- Kubernetes v1.18 or above
Install helm, if not already available:
curl https://baltocdn.com/helm/signing.asc | sudo apt-key add -
sudo apt-get install apt-transport-https --yes
echo "deb https://baltocdn.com/helm/stable/debian/ all main" | sudo tee /etc/apt/sources.list.d/helm-stable-debian.list
sudo apt-get update
sudo apt-get install helm
Download and extract Trident 20.01.1 installer:
$wget https://github.com/NetApp/trident/releases/download/v21.01.1/trident-installer-21.01.1.tar.gz
$tar -xf trident-installer-21.01.1.tar.gz
$cd trident-installer/helm
Install trident with Helm:
$helm install trident trident-operator-21.01.0.tgz --namespace trident --create-namespace
Creating a Trident backend:
You can now go ahead and create a backend that will be used by Trident to provision volumes. To do this, create a backend.json
file that contains the necessary parameters. Sample configuration files for different backend types can be found in the sample-input
directory of trident-installer
.
Visit the backend configuration guide for more details about how to craft the configuration file for your backend type.

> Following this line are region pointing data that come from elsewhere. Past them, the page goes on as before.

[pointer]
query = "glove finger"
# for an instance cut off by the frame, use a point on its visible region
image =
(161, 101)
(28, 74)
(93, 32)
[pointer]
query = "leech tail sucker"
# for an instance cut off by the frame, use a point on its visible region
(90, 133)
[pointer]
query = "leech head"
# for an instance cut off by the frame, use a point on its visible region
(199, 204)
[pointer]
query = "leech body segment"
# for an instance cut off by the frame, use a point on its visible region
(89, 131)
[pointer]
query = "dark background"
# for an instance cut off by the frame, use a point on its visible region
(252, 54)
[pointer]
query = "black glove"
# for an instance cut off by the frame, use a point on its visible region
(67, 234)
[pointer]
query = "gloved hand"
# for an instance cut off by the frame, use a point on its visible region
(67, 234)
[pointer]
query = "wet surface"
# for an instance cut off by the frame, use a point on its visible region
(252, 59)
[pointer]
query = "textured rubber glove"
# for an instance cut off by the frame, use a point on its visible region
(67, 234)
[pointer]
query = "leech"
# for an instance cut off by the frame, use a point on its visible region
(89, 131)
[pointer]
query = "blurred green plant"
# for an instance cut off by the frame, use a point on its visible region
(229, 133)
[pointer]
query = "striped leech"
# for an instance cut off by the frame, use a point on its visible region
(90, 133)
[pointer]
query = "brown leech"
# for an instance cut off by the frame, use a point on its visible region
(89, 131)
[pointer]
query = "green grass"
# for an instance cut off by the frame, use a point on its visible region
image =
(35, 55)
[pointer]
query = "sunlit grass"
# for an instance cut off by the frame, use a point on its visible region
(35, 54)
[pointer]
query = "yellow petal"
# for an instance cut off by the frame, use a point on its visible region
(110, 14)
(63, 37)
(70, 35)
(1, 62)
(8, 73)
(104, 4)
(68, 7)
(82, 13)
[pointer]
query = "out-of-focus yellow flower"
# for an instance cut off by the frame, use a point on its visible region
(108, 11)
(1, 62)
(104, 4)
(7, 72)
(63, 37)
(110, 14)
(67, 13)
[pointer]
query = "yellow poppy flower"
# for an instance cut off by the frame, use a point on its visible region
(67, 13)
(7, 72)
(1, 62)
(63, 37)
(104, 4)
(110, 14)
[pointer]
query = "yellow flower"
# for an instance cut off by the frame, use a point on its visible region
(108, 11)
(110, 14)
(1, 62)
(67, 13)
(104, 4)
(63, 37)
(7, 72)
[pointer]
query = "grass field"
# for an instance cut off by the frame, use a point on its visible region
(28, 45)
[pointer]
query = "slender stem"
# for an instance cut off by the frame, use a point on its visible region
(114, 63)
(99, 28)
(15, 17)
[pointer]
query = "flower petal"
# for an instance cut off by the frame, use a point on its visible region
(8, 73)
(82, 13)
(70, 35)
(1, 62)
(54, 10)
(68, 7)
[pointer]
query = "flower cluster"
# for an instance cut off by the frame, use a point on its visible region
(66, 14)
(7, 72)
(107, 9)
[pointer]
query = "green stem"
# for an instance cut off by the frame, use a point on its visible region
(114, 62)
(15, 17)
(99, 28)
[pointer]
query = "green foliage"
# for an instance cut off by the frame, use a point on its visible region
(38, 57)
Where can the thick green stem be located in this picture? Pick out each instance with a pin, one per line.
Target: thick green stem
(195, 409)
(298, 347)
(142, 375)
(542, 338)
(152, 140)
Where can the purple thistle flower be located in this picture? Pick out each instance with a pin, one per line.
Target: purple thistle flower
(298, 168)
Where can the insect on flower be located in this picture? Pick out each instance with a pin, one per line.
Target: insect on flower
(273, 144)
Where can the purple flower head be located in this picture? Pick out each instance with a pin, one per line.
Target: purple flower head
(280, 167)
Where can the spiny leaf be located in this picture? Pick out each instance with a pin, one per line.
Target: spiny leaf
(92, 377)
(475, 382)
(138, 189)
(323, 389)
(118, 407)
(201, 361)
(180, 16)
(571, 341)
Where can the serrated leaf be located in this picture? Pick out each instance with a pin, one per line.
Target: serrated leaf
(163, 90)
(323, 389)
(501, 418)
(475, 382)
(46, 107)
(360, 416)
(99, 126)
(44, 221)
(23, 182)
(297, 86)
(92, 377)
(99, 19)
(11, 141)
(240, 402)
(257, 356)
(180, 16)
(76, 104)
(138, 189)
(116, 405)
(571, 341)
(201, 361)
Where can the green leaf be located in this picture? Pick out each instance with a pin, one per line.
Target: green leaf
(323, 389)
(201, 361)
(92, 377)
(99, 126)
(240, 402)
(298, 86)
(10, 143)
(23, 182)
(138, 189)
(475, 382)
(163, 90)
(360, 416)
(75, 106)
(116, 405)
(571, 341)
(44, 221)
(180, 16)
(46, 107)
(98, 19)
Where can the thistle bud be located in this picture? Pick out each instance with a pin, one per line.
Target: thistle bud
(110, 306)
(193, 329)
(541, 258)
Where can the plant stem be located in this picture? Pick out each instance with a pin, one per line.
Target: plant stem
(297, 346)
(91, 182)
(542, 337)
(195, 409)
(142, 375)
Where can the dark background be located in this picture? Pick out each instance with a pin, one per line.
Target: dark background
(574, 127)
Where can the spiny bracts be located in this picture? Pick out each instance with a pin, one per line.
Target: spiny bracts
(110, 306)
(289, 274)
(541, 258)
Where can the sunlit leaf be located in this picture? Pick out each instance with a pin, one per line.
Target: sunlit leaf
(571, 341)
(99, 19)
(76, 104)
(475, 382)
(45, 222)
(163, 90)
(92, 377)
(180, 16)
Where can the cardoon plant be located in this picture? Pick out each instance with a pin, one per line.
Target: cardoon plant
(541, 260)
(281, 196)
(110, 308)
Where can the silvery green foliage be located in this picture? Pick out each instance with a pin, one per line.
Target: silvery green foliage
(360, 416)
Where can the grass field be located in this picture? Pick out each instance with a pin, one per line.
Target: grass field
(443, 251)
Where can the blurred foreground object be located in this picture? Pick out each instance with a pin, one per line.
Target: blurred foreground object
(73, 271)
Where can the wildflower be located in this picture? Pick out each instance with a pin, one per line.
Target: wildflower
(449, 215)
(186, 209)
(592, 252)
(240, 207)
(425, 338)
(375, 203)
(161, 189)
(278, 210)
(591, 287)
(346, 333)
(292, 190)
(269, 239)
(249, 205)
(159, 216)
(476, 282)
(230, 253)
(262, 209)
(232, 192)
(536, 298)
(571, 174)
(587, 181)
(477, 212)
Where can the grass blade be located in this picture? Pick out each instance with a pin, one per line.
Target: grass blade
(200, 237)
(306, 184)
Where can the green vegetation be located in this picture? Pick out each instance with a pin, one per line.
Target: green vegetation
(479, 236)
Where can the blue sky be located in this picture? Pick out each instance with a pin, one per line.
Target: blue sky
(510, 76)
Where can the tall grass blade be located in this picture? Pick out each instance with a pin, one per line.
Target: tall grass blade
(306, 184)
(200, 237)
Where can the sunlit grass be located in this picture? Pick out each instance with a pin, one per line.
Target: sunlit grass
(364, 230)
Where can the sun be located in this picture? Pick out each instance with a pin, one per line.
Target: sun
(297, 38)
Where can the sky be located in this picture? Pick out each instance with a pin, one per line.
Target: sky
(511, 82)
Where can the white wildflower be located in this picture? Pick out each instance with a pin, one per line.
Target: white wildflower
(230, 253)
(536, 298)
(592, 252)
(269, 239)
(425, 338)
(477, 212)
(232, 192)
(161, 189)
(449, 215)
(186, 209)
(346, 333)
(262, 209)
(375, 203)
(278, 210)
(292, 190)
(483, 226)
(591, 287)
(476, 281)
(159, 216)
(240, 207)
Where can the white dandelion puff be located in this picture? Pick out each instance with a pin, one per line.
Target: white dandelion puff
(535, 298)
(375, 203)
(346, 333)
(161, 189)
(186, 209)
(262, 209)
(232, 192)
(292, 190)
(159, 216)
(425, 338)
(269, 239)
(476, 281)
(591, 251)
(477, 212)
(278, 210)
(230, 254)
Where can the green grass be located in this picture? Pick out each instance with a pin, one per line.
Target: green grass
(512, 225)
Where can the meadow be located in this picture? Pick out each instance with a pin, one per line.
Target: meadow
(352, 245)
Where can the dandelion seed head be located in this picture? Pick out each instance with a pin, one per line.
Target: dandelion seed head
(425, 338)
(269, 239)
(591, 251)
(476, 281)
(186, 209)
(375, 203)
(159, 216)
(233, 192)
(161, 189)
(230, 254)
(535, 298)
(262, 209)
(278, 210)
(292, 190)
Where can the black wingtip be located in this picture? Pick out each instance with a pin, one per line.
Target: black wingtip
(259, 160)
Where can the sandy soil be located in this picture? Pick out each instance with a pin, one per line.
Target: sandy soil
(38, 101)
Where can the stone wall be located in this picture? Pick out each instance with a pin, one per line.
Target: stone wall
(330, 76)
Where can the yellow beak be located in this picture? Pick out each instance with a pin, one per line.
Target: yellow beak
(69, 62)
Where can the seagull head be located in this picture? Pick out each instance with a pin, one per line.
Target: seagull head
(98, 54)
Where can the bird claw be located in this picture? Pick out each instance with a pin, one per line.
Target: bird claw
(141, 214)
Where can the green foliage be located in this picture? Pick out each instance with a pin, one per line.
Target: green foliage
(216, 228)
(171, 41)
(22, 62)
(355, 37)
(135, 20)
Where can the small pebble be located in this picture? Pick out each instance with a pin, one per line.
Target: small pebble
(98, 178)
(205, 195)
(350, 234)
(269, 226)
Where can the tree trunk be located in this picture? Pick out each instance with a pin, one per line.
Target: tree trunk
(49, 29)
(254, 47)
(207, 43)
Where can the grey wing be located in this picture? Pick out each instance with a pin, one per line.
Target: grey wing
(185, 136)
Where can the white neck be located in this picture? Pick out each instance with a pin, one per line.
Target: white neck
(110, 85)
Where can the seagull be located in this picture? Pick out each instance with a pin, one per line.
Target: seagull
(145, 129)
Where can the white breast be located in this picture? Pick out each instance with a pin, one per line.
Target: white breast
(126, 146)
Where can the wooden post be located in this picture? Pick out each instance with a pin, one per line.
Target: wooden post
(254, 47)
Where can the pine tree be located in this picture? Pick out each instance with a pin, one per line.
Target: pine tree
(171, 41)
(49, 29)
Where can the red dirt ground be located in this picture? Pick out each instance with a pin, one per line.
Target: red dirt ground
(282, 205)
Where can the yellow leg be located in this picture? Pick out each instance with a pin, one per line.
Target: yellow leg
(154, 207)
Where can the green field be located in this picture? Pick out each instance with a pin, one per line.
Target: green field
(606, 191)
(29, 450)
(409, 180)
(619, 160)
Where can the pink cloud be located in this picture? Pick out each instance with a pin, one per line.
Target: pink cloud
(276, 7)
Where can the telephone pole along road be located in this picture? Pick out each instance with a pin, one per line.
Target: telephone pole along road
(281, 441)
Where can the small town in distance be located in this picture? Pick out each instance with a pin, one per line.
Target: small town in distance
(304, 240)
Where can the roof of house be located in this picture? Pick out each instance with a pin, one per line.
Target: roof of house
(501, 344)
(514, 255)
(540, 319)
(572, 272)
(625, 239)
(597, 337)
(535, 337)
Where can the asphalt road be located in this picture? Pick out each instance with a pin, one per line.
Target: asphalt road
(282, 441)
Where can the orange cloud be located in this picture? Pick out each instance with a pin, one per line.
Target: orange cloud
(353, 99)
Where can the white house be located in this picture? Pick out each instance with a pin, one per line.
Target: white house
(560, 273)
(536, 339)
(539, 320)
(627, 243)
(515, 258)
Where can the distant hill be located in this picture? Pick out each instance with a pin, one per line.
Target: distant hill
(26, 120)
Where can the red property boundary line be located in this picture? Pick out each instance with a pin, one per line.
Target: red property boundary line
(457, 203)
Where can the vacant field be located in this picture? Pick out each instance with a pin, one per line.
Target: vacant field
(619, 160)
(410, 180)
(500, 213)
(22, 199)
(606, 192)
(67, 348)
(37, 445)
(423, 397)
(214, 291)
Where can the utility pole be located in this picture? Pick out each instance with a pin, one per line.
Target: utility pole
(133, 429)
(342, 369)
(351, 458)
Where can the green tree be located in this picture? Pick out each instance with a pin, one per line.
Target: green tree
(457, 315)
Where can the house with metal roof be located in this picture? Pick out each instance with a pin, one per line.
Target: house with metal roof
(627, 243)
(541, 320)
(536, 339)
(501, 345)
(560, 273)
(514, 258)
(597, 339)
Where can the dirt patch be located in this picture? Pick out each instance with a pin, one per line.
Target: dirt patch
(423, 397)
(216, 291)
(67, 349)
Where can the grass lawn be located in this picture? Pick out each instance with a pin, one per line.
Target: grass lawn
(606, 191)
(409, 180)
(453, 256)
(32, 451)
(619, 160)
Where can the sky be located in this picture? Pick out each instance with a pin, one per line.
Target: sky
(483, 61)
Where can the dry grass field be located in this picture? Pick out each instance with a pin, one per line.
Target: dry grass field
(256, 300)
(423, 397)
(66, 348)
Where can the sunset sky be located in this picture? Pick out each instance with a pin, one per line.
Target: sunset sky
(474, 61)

cp sample-input/<backend template>.json backend.json
# Edit backend.json and fill out the template for your backend
vi backend.json
./tridentctl -n trident create backend -f backend.json
This storage class will be used to create Persistent Volume Claims (PVCs) and store persistent data.
Lets use the underneath yaml fie to create storage class.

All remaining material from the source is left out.